AI Chatbot Has All the Answers
An AI chatbot chatting with the elderly at a care service center in Heifei, capital of east China's Anhui province. (PHOTO: XINHUA)
By Staff Reporters
An AI chatbot ChatGPT has become an Internet sensation after it was launched recently. It is a sibling model to InstructGPT, which is trained to follow an instruction in a prompt and provide a detailed response, according to its developer-an AI company OpenAI, which was co-funded by Elon Musk and others.
ChatGPT is described as an alternative to Google's search engine, as it can provide thoughtful and thorough responses to questions and prompts, no matter how easy or complex.
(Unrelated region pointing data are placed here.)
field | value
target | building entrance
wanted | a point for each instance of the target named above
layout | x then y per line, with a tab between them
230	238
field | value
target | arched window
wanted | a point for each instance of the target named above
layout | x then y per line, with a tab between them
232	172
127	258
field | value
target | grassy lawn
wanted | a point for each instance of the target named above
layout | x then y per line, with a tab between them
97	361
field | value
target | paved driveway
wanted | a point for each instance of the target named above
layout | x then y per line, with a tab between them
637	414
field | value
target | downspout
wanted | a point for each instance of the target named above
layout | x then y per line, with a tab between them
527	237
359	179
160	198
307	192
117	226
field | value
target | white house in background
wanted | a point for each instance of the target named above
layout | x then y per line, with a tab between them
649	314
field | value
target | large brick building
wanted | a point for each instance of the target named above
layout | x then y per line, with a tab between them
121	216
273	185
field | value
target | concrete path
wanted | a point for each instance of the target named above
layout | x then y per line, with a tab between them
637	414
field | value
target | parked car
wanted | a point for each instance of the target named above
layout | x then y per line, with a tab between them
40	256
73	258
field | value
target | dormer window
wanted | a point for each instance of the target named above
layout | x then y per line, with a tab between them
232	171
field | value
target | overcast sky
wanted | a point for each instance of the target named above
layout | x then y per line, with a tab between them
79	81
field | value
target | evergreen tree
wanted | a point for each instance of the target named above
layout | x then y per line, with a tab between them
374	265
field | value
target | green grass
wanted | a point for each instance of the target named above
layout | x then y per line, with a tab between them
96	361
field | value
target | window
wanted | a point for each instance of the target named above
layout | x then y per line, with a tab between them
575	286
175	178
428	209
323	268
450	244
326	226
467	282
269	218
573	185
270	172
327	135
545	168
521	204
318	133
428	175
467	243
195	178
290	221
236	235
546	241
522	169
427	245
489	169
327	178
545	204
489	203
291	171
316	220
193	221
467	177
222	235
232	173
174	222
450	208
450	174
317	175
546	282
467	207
For example, it can write lyrics or a poem, write computer code and fix broken code, gather highly specific information, provide recommendations, as well as create automated chatbots.
ChatGPT has already impressed many technologists with its ability to mimic human language and speaking styles while also providing coherent and topical information, according to NBC news. For example, a user asked ChatGPT to "explain zero point energy but in the style of a cat". It responded, "Meow, meow, meow, meow! Zero point energy is like the purr-fect amount of energy ..."
The OpenAI team trained this model using Reinforcement Learning from Human Feedback, using the same methods as InstructGPT. They trained an initial model using supervised fine-tuning: human AI trainers provided conversations in which they were the user and an AI assistant. The team gave the trainers access to model-written suggestions to help them compose their responses.
To create a reward model for reinforcement learning, the team collect comparison data, which consisted of two or more model responses ranked by quality. Using these reward models, the team can fine-tune the model using Proximal Policy Optimization.